Context and Challenge
Redesigned the analysis of propellant materials by replacing lengthy lab cycles with machine learning models that predict mechanical properties and particle size distribution, enabling real-time insights, faster R&D, and smarter defense innovation.
.png)
Advanced Centre for Energetic Materials
Ministry of Defence, Government of India
Intern 2023-2024


Solution Design
-
Models: Random Forest selected after evaluating multiple regressors; handles non-linearities and exposes feature importance for scientist trust. (HTPB: 8→3, AP-PSD: 12→3)
-
Evaluation: 80/20 split; report test-set R² and MAE with predicted-vs-actual plots to demonstrate generalization (not just fit).
-
Serving: Flask app collects inputs, returns JSON predictions, and renders results with the model loaded in memory for low latency.
-
Explainability: Feature importance surfaced in the UI to show key drivers behind each prediction.
-
Ops readiness: Versioned model artifact, reproducible environment, and a path to CI/CD-driven retraining and redeploys.
Agile Delivery Map

Turning fragmented lab data into a reliable ML system isn’t just about models, it’s about orchestrating cross-functional execution, sprint by sprint.
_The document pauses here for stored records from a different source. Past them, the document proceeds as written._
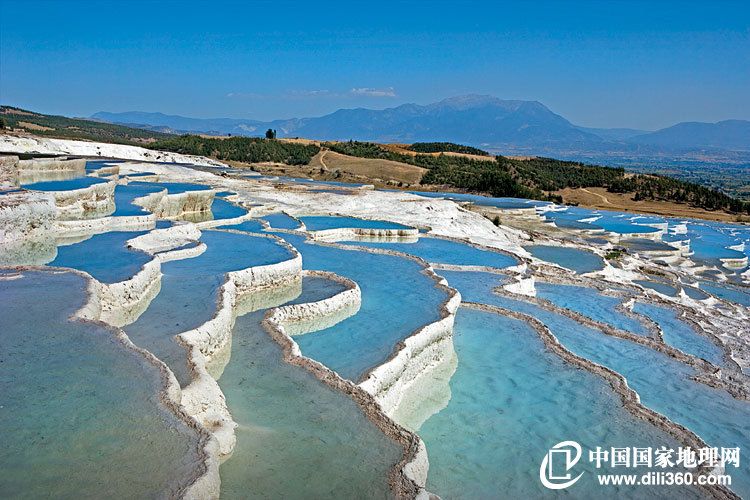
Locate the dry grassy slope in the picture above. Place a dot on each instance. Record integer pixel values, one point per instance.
(367, 167)
(402, 149)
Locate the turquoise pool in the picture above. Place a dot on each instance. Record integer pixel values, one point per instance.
(574, 259)
(290, 421)
(81, 414)
(190, 291)
(440, 251)
(104, 256)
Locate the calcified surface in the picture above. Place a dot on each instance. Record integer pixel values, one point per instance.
(304, 350)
From initial hypothesis framing to real-time predictions, this journey maps how our team delivered a mission-critical ML system, driven by agile execution, scientific alignment, and rapid prototyping.
This project didn’t stop at a prototype. It delivered real-time insight for scientists, measurable accuracy, and an architecture ready to scale.
The Data Pipeline
What began as scattered experimental data evolved into a streamlined pipeline that was cleaned, analyzed, and transformed into real-time predictions. This system reimagines how defense researchers understand materials, enabling faster decisions and smarter innovation.

Model Selection
-
Evaluated multiple regressors and selected Random Forest for non-linear fit, mixed-scale inputs, and built-in feature importance.
-
Chosen based on test-set R²/MAE against baselines; RF performed most consistently.
Alternatives considered
-
Linear family (Linear/Ridge/Lasso): Underfit our non-linear relationships on the test set.
-
SVR: Required heavy scaling and kernel tuning; results were less stable and harder to explain to scientists.
-
Boosted trees (GBM/XGBoost): Considered for future iterations as data scales; we prioritized RF for stability, speed, and basic interpretability at current scale.
What We Achieved
Core outcomes
-
Real-time decisions: Moved material evaluation from days to seconds, enabling rapid go/no-go calls during experiment planning.
-
High predictive quality: Achieved test-set performance of R² ≈ 0.95 across tensile strength, elongation, and modulus (with MAE reported per target).
-
Scientist trust: Surfaced feature importance so researchers see the drivers behind each prediction, improving confidence and adoption.
How It Looks
A lightweight, intuitive interface where users input experimental data and get real-time predictions, visualized through responsive plots for quick analysis.


User & workflow impact
-
Scientist-first UX: Simple input → instant outputs; no ML expertise required.
-
Fewer dead ends: Prioritizes promising formulations earlier, reducing wasted bench time and materials.
-
Explainable reviews: Used model insights in design reviews to guide which parameters to vary next.
Engineering & scale
-
Two predictive tracks: Deployed HTPB mechanical properties model; developed AP particle-size distribution model and designed it for integration.
-
Operational readiness: Versioned model artifacts, reproducible environment, and CI/CD-ready retraining path.
-
Extensible architecture: Built to add new targets and datasets without reworking the core pipeline.
Organizational firsts
-
First ML at DRDO–ACEM: Established a repeatable blueprint for AI-assisted R&D workflows.
-
Shared understanding: System architecture + docs shortened onboarding time for new contributors and stakeholders.